Ohpa gave his tail a noncommittal flick. "I don’t know how the station obtains its power. I know almost nothing about it — as I said, the Stage Two workers kept aloof from those working on Stage One."

"Then come with us to the station. However little you know, it’s more than we do."

Ohpa shook his head. "I’ve told you what I can; have faith it’s what you need. If you yourselves don’t lay my people’s ghosts to rest, at least you’ll pass on my words, and the news will spread. Eventually, someone will bring this to an end. But I won’t live to see it — my part is over."

"What do you mean?" I asked.

He turned my way. His faceted eyes showed no emotion a human could recognize, yet I felt compassion flood from him — deep pity for my ignorance. "I told you, my body needs special food. I will die without it: very soon. I avoided putting myself into stasis as long as I could, in hopes that a landing party from my own people would find me. I only entered the stasis sphere when I was on the verge of collapse."

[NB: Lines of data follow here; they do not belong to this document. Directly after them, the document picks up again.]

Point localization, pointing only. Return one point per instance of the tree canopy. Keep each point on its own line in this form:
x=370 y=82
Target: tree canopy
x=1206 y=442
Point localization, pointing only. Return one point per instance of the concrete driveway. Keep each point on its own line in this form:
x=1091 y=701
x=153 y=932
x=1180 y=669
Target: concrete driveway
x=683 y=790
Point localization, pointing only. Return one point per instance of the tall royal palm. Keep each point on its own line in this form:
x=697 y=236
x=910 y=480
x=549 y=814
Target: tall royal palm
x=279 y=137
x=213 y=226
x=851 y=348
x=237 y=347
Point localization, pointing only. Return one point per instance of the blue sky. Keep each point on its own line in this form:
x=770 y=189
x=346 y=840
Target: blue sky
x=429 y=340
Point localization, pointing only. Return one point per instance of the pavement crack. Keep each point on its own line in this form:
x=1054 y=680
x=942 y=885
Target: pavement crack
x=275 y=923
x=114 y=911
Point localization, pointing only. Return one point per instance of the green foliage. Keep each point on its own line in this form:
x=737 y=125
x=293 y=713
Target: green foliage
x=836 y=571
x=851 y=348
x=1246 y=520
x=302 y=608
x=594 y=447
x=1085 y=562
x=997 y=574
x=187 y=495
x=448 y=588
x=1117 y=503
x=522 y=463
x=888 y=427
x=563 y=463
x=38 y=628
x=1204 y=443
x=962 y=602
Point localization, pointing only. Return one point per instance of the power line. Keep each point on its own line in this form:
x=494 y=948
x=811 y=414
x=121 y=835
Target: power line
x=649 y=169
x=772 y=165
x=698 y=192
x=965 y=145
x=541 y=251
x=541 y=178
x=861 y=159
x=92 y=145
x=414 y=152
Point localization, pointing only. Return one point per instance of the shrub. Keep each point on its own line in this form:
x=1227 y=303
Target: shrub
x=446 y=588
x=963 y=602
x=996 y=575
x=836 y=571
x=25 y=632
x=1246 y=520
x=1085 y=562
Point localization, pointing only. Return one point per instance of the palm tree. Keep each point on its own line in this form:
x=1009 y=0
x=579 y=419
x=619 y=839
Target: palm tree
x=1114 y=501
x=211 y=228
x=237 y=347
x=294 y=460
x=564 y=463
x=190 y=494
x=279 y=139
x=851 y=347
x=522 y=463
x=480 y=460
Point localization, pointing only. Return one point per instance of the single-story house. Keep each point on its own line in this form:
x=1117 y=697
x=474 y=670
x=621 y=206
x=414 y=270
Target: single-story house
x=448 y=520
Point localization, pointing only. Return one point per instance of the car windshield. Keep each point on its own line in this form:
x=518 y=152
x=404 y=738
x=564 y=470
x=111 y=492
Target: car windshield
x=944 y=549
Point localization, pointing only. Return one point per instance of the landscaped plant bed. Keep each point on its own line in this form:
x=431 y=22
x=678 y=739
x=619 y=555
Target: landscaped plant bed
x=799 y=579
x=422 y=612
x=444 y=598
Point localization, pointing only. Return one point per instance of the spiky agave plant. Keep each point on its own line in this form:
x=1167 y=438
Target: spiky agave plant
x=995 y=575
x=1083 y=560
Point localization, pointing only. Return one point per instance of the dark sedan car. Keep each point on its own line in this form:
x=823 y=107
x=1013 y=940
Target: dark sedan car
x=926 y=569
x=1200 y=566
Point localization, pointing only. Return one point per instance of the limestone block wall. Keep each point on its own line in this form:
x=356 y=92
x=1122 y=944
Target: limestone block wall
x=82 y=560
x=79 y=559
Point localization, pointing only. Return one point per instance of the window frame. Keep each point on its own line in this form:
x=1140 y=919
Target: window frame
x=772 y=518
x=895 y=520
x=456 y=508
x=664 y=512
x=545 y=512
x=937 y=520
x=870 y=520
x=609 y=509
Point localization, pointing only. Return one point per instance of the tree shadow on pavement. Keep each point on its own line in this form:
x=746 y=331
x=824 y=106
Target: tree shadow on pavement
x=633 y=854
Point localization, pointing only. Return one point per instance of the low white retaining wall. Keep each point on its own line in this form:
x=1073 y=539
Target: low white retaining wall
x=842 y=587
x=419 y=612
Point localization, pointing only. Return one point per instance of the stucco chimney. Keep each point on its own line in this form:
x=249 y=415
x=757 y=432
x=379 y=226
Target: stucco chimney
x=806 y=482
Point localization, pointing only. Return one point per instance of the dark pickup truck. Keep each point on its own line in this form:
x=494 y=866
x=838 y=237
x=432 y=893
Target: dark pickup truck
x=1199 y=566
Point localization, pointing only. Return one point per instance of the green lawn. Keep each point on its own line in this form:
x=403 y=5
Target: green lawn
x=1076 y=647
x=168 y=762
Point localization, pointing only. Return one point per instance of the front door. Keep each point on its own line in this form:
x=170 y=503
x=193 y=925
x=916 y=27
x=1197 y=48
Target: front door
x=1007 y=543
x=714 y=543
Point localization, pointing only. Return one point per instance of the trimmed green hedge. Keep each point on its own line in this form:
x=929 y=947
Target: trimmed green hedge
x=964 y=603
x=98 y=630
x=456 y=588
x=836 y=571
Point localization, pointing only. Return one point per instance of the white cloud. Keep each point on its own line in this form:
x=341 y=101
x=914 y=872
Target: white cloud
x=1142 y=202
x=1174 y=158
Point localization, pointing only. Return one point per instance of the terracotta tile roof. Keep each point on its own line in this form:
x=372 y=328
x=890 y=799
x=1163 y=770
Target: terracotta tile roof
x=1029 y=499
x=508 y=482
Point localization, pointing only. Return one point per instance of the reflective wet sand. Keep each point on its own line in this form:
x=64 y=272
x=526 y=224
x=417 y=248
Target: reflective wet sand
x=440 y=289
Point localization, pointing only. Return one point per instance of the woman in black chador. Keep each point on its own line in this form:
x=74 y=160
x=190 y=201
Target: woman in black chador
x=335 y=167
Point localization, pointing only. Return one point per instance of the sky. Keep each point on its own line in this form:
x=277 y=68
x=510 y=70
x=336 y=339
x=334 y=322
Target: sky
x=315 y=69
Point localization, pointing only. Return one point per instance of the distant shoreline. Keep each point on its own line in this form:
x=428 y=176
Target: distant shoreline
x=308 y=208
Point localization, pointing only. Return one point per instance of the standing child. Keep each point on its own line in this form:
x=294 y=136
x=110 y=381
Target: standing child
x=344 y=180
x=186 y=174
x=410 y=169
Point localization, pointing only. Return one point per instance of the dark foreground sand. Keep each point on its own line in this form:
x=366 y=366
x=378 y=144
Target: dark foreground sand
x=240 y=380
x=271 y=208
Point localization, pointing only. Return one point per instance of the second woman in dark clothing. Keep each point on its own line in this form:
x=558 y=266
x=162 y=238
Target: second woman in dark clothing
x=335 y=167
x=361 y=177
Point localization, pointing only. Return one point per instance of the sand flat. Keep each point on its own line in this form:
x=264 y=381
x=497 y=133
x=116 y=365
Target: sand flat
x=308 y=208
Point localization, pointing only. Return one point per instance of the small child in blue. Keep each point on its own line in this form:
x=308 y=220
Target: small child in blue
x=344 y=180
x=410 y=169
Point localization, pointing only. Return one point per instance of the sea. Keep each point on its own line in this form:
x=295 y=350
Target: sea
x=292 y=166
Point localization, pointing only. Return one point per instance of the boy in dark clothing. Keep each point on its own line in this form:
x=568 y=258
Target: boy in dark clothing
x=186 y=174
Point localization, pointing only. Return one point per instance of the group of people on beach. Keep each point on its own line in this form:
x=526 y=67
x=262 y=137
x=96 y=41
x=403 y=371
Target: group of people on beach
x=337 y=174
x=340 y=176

"We have rations," Festina said, reaching into her pocket. She pulled out a standard protein bar. "Maybe this can tide you over until…"

"No. My body needs more than nutrition; it needs stabilization."

Ohpa held out his hand. The tips of his claws were smoking. Evaporating, like dry ice steaming into the air. His hand didn’t shake as the claws slowly vanished, and his fingers began to disintegrate.

"Stop," said Festina. "Don’t you dare do this. There are still things we need to know."

"You’ve heard everything necessary," Ohpa told her. "And I couldn’t stop this, even if I wished to. I stayed out of stasis as long as I could — until the time remaining to this body was just sufficient to do what was needed. To speak with you."